Unless you're reselling the app you haven't deprived the copyright owner of anything other than this phantom revenue the anti-pirating establishment wants to believe would exist if pirating was somehow eliminated altogether.

Also, intellectual property law vs. common criminal burglary are two totally different things, which seems to be the source of most (edit: all?) of the misunderstanding here.
 
These piracy debates are even more entertaining than the Mac/Windows arguments.

Everyone on both sides is so stubborn, yet to vocal. I'd love just one for someone to reverse their position based on something someone else says.

Rape, sodomy, car theft, politics - you'd think we're in the PRSI forum!
 
No, it doesn't. Try reading it again.

It doesn't matter how many times I read it, I will come to the same conclusion.

Do you need insurance against piracy like you do theft? No.
Will me randomly downloading something right now cause the price to go up next year to accommodate that "loss"? No.

People seem to think that me saying piracy is not theft is the same as saying piracy is an acceptable social practice. That has never been the point I've been arguing. Too many peoples minds are dominated by their emotional response that the logical side can't be heard.
 
sdfg

all that data is wrong and i'll tell you why.

I downloaded fieldrunners 20 times, and as me there are many people.
So just with me apple lost 2'99$€ not 60. (and later i bought this app)

--------------------------------------

I think Apple needs to work with carriers to offer unlocking without a jailbreak and also start banning IMEI's of jailbroken phones found to be running pirated apps.

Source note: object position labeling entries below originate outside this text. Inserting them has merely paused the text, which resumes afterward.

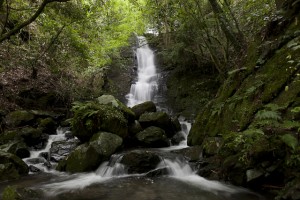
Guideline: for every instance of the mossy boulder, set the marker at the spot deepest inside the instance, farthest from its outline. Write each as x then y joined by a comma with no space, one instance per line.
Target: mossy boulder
140,161
106,144
92,117
11,166
142,108
48,125
18,148
111,100
83,159
158,119
152,137
19,118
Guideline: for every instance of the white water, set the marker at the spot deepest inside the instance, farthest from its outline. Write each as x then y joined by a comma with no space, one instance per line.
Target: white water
146,85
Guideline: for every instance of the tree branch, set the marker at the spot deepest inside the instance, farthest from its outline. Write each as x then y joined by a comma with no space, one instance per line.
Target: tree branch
29,21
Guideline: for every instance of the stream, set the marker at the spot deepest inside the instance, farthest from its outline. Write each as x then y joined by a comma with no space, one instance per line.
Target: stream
111,181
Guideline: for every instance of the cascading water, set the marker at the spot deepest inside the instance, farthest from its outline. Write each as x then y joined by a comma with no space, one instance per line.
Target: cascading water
146,85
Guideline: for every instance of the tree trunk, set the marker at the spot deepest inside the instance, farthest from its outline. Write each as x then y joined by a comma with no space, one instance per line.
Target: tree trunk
226,26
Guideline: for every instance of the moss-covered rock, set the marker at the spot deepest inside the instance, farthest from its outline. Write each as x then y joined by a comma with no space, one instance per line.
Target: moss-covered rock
142,108
152,137
18,148
11,166
106,144
92,117
83,159
158,119
140,161
19,118
48,125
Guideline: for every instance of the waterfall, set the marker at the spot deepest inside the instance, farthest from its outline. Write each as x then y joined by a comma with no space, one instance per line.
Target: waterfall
146,85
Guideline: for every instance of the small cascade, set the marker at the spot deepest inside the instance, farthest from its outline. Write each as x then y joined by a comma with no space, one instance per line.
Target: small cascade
40,162
146,85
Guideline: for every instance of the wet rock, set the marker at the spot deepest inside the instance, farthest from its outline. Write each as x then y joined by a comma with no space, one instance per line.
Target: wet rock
11,166
19,118
190,153
34,169
91,117
83,159
111,100
142,108
106,144
134,128
48,126
18,148
60,149
140,161
158,119
152,137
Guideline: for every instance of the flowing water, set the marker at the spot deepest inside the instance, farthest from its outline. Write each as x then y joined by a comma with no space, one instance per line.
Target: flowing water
111,180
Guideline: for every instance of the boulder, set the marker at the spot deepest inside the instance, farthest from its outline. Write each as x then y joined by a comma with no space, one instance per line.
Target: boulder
153,137
140,161
60,149
142,108
18,148
19,118
83,159
106,144
11,166
91,117
48,126
134,128
111,100
158,119
33,137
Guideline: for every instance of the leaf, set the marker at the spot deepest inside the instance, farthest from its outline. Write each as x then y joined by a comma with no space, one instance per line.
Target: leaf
290,141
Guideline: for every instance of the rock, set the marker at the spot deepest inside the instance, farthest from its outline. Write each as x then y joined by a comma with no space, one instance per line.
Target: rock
175,124
34,169
153,137
142,108
211,146
134,128
11,166
158,119
111,100
140,161
33,137
60,149
192,154
48,126
18,148
106,144
83,159
178,137
19,118
18,193
90,118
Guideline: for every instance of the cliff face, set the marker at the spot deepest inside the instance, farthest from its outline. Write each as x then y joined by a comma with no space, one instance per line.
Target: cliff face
255,116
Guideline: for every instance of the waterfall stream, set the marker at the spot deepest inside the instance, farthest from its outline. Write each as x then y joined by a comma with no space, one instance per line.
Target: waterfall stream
111,180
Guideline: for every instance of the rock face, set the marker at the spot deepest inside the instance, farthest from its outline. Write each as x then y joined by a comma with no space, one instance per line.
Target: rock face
153,137
11,167
83,159
106,144
158,119
88,156
19,118
140,161
142,108
91,117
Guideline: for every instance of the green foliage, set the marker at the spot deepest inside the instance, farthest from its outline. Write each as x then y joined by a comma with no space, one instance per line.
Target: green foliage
290,141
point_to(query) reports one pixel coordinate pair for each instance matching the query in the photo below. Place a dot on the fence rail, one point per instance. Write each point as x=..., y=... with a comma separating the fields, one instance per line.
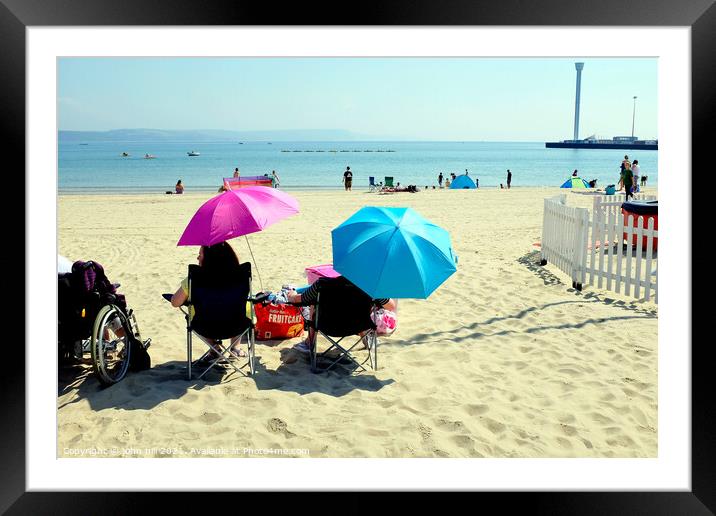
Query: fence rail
x=613, y=252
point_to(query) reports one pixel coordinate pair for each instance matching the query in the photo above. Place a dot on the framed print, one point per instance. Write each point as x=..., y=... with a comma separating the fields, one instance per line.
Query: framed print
x=579, y=396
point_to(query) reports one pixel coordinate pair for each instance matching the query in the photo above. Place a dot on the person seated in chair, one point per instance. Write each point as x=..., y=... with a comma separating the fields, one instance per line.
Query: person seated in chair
x=218, y=260
x=310, y=297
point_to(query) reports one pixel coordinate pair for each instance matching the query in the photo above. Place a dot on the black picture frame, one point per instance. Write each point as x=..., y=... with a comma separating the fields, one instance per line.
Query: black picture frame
x=699, y=15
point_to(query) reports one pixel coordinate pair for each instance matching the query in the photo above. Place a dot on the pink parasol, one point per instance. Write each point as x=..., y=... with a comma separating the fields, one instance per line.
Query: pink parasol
x=321, y=271
x=237, y=212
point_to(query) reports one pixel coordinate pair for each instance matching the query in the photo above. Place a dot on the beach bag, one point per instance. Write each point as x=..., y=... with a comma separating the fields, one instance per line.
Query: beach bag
x=93, y=286
x=278, y=321
x=385, y=321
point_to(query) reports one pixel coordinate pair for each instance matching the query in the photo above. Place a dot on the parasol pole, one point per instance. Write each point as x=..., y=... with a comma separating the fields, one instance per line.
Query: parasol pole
x=254, y=260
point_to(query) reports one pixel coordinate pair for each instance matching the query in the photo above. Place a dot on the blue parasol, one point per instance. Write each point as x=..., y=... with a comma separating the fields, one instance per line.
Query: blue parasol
x=393, y=252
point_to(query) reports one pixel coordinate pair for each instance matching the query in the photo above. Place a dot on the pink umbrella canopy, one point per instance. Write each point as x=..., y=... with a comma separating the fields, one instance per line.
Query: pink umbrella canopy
x=237, y=212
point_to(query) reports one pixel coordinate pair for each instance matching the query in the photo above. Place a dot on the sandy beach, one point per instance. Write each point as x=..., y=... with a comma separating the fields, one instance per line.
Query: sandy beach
x=505, y=359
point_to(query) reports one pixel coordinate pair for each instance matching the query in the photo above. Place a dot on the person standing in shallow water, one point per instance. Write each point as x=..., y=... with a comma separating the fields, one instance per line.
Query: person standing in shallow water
x=348, y=178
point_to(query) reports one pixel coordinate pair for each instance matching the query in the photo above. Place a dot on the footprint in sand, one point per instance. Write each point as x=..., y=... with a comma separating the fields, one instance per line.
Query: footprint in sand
x=277, y=425
x=425, y=431
x=493, y=426
x=568, y=429
x=476, y=410
x=210, y=418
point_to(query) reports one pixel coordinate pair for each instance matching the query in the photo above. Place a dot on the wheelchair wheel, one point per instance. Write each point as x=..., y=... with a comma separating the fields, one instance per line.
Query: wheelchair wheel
x=111, y=345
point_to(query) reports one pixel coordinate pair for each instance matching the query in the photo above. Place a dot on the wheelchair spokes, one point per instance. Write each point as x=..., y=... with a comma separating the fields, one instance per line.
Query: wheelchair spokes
x=111, y=345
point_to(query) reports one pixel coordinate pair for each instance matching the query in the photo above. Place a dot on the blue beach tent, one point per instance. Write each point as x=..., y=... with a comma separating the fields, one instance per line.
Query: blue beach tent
x=463, y=182
x=575, y=182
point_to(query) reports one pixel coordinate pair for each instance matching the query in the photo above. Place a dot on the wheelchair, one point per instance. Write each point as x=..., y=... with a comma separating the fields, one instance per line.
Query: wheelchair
x=96, y=322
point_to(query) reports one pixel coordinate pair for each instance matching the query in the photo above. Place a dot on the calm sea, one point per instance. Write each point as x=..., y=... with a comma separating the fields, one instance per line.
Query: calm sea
x=100, y=167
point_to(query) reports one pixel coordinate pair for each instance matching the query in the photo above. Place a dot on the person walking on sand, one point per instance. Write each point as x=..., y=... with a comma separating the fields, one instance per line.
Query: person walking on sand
x=624, y=164
x=348, y=178
x=628, y=180
x=635, y=170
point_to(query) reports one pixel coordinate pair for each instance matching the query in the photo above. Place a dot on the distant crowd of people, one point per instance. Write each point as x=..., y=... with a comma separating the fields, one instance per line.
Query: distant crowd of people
x=630, y=180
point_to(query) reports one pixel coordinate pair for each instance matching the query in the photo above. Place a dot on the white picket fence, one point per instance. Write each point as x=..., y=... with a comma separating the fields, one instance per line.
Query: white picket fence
x=610, y=252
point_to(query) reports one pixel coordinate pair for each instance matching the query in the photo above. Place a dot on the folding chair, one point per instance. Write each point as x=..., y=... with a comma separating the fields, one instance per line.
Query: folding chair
x=220, y=314
x=342, y=310
x=388, y=185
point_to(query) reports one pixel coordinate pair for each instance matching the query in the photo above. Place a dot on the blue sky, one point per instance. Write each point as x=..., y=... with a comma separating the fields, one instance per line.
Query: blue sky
x=456, y=99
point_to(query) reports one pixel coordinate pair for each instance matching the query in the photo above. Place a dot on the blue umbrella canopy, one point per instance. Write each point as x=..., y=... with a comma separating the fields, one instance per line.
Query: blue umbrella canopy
x=575, y=182
x=393, y=252
x=462, y=181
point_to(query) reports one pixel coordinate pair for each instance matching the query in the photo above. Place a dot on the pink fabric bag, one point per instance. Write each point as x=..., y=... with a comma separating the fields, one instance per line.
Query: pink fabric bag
x=385, y=321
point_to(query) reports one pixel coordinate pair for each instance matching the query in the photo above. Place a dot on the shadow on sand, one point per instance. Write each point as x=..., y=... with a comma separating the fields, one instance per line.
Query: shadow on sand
x=146, y=389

I dont pay 600/700$€ to be banned, and you? and what could we think about apple after this.....

BTW look this video i did... without Jailbreak i couldnt use my 3g again... but now i can.

http://www.youtube.com/watch?v=Dr4Zl9m_GOA

and what about Bluetooth, can you transfer files? LOL, i can...

JAILBREAK FTW!!!
-------------------------------------------------------------
THE THING IS..... **** apple (sorry) but if they dont create the perfect file.... we could edit it always. So that is not our problem ;)
 
Unless you're reselling the app you haven't deprived the copyright owner of anything other than this phantom revenue the anti-pirating establishment wants to believe would exist if pirating was somehow eliminated altogether.

You are depriving the copyright owner of their rights and devaluing their product.
 
But the concept of intellectual property is a joke that many reject. You will need to do more to defend that idea for that is precisely the issue that you are all presuming in your own favor. Please try to convince me about the right to patent genes for example.

Rejecting IP, rejecting Tim Duncan on a fast break, rejecting anything....blah blah blah. The bottom line is that you (not you specifically) are not paying for something that has a sale price. If you are not paying for something that has a sales price, what would you call that?
 
im glad i contributed to this.. im not gonna by an app and have it end up sucking, which many do. and i eventually become bored with most so i haz saved monies.. but i would say that most of the time i just wouldnt have boughten that app if i couldnt have gotten it for free.. and i assume most people are like this. so either way apple wasnt gonna get money.. the only app i have ever bought was on accident too.